The judge refuses to accept the application:
The defendant has the right to send a response to the court from with the attachment of documents confirming objections to the claim. This must be done in time to ensure the receipt of the review by the day of the case. The defendant's documents must contain evidence of sending copies of the recall and all documents that they do not have in advance to other persons participating in the case.
The defendant has the right to offer the plaintiff some compensation in order to settle the case before the court session by a "settlement agreement". This is a normal practice and it should not be neglected, because you cannot be sure that the case will win in court or that the court will agree with the size of your claim. In this case, you will be able to bargain with the defendant, but not with the judge. Russian courts are surprisingly cheap to assess the suffering of citizens, and if you estimate your moral damage in tens of thousands of rubles, at best you will be compensated in the amount of one or two thousand. The settlement agreement has an important drawback – if the defendant does not comply with it, the court will force him to do so by issuing a writ of execution, but only in the amounts contained in the settlement agreement.

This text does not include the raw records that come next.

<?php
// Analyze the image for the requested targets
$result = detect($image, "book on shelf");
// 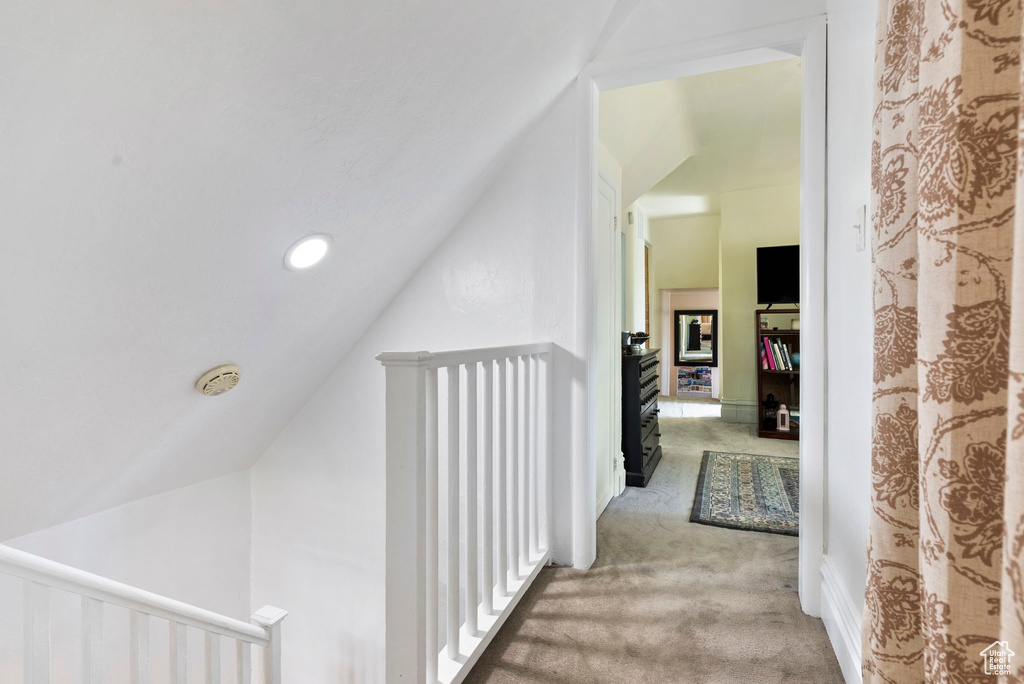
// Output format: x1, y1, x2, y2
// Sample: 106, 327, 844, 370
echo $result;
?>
771, 340, 785, 371
778, 340, 793, 371
761, 337, 794, 371
761, 337, 777, 371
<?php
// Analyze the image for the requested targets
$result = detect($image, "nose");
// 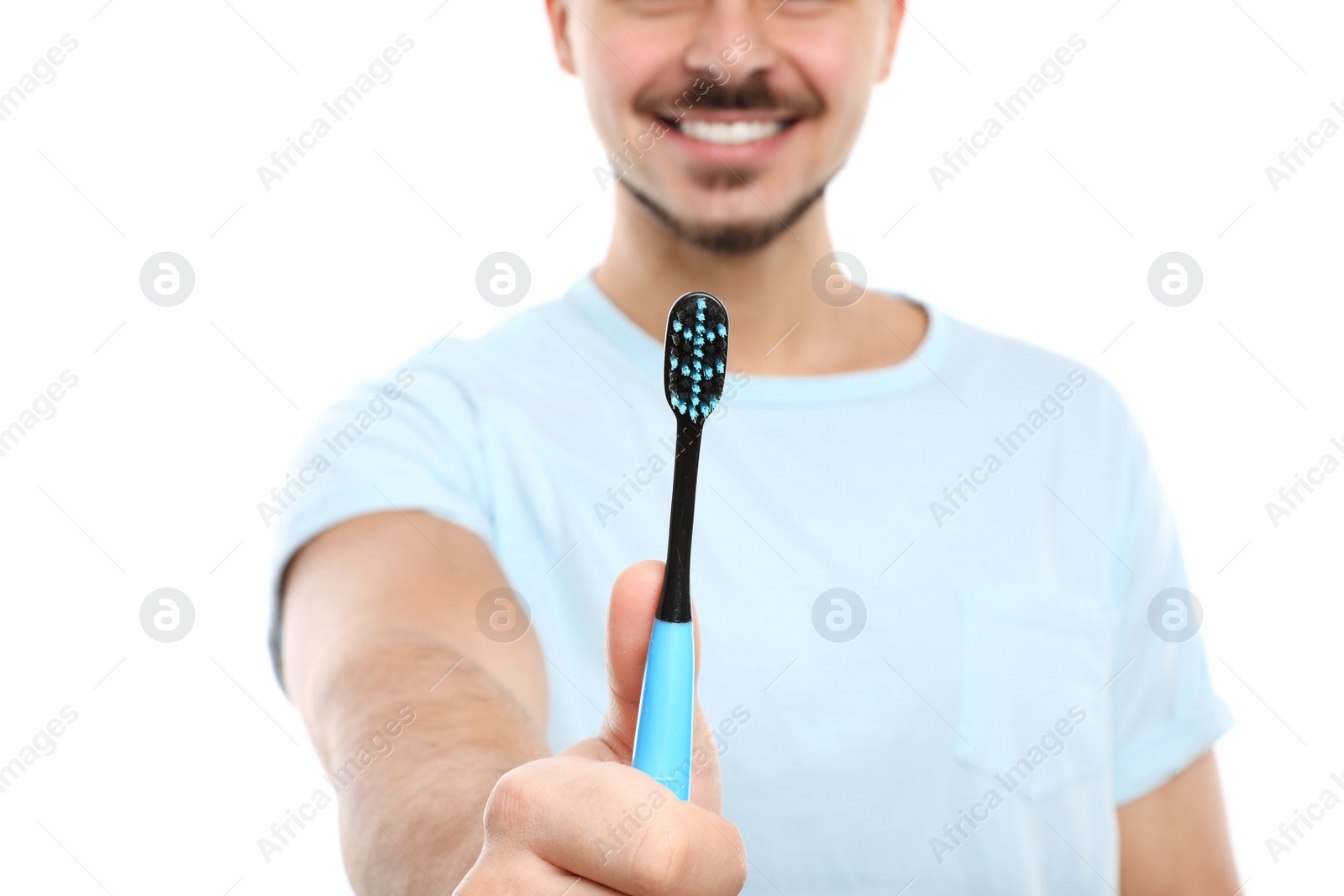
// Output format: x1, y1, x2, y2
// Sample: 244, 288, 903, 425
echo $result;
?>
683, 0, 778, 76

Decisions of all courts of the Russian Federation, except for decisions of the Supreme Court, may be appealed in cassation (i.e. in case of dissatisfaction with the decision) by the parties (plaintiff, defendant) and other persons involved in the case, or representatives of the parties. A judicial representative (lawyer, legal adviser, etc.) has the right to file a cassation appeal against a court decision, if this authority is stipulated in the power of attorney issued by the represented. Legal representatives (parents, adoptive parents, guardians and trustees) may perform all procedural actions on behalf of the represented, including the right to appeal the decision independently, without having a special power of attorney. A cassation protest may also be brought by the prosecutor or his deputy.
Cassation complaints and protests are brought through the court that issued the decision. Filing a complaint or protest directly to the cassation instance (for example, to the regional court against the decision of the city court) it is not an obstacle to the consideration of a complaint or protest. A cassation appeal or protest may be filed within ten days after the court makes a final decision. A complaint or protest filed after the expiration of the specified period is left without consideration and returned to the person who filed the complaint or protest. The beginning of the specified period is the day following the day of the final decision, and not the day of delivery or sending to the parties and other persons involved in the case, a copy of the decision on the case.
The court, having considered the case in cassation, has the right to determine:
The ruling of the court of cassation instance is not subject to appeal and enters into legal force from the moment of its issuance. The ruling of the court of cassation instance, which has entered into legal force, can be reviewed only by way of supervision and by newly discovered circumstances.
PATIENT RESPONSIBILITY
A capable patient during treatment is responsible for the damage that he will cause to another person or institution in the usual manner. In other words, in the event that he does not prove the absence of his guilt.
A minor patient under treatment (under 14 years of age) he may cause harm and, since he was under the supervision of the medical institution at that time, he is responsible for the harm caused to the medical institution if he does not prove the absence of his guilt. If the parents and the medical institution are guilty, then financial responsibility comes in shares, respectively, the fault of each party, by court decision.
A guardian or an institution that is obliged to supervise him is responsible for the damage caused by an incapacitated citizen.